First, the good news. Online music sales nearly doubled from the previous year and accounted for almost $2 billion in sales. When you look at the overall picture, online sales accounted for 10 percent of total music sales during 2006.

And the bad news? The surge in online sales did not replace numbers lost in the downward spiral of CD sales. Although people are buying more music online, people are buying even fewer CDs offline.

It was only a year ago when the International Federation of the Phonographic Industry said it expected online sales to make up for the losses the recording industry experienced over the past five years – losses the IFPI blames on music piracy and competition from new media.

But the IFPI’s 2007 Digital Music Report says growth in online sales has slowed compared to 2005, a year that showed sales nearly tripling when compared to the previous year.

With the issuance of the latest report, the IFPI also said it would move to sue Internet service providers if those providers continue to harbor users who have been identified as bona fide music pirates.

The IFPI also said it hopes online sales will begin compensating for the loss in CD sales sometime this year.

“We don’t have the holy grail of digital (online) offsetting the decline of CDs as yet,” IFPI Chairman John Kennedy said.

Alex Zubillaga, Warner Music’s chief executive VP for digital strategy and business development, said music companies were too complacent and needed to innovate to attract and keep customers.

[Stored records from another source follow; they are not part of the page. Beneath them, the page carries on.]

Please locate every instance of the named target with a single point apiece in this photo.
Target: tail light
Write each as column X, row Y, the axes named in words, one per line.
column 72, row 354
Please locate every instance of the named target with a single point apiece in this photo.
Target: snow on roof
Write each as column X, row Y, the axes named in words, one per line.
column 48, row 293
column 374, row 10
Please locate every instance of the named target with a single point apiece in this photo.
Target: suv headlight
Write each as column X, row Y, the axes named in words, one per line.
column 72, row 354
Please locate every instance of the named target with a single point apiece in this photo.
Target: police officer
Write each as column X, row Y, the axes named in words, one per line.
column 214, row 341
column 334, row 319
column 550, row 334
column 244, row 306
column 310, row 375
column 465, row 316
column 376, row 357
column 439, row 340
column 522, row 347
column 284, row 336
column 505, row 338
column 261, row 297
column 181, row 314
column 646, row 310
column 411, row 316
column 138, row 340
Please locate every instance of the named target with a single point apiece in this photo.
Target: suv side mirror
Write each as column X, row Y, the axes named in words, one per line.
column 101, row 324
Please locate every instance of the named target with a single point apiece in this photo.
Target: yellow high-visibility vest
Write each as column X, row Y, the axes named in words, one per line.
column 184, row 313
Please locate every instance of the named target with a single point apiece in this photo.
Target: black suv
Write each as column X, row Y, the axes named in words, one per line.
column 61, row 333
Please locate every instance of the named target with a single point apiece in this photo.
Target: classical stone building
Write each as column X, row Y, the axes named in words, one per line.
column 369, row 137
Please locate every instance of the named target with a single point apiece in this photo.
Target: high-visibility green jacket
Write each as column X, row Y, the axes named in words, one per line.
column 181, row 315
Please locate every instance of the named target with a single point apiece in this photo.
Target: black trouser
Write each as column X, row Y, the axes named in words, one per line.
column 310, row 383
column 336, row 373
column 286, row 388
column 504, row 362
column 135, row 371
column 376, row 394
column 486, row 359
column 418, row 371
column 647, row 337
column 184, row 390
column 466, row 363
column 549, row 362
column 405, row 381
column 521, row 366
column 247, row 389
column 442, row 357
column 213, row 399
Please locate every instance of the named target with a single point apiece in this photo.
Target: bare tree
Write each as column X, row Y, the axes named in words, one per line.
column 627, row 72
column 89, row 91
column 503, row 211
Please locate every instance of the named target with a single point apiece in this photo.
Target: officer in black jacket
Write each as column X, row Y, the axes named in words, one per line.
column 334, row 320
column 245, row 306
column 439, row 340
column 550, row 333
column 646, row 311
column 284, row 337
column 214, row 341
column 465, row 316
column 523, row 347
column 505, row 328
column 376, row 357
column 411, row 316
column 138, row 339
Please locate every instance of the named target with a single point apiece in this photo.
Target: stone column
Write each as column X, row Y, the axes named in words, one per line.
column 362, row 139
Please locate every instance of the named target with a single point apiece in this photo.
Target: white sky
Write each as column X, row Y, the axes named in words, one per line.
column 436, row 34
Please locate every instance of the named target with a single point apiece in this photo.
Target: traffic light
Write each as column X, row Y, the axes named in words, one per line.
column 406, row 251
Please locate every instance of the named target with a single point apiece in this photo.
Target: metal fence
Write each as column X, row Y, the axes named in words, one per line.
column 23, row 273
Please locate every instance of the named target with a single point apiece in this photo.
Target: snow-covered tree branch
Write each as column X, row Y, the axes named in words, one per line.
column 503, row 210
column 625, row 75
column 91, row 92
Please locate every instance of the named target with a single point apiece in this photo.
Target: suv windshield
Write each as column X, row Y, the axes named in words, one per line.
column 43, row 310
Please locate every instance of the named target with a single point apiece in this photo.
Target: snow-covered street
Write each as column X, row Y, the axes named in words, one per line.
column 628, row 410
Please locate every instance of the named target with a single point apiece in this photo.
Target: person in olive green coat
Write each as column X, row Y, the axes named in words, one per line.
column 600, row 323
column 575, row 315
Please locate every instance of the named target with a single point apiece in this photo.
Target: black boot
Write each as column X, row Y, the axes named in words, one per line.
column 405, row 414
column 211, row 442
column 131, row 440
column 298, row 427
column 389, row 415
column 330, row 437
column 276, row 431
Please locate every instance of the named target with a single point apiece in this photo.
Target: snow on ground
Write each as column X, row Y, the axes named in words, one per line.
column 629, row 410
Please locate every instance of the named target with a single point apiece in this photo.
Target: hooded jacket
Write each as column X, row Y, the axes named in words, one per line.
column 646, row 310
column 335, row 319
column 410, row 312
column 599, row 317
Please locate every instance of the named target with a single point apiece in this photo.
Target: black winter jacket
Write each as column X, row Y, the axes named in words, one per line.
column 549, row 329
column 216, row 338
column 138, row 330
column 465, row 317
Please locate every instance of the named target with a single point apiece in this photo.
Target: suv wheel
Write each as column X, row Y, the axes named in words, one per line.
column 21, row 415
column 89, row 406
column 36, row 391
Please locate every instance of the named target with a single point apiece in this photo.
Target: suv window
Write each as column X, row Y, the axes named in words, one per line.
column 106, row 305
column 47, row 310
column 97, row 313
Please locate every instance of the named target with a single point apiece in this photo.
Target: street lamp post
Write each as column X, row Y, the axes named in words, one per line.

As an example, Zubillaga cited Madonna’s latest album release, Confessions On A Dance Floor, which Warner Bros. issued in three different versions, noting that the two versions that included bonus material and cost $11.99 outsold the standard $9.99 CD.

The IFPI also reported that consumers purchased 795 million single-track downloads in 2006, up 89 percent on the 420 million sold during the previous year, and predicted that online sales will make up a quarter of all sales worldwide by 2010.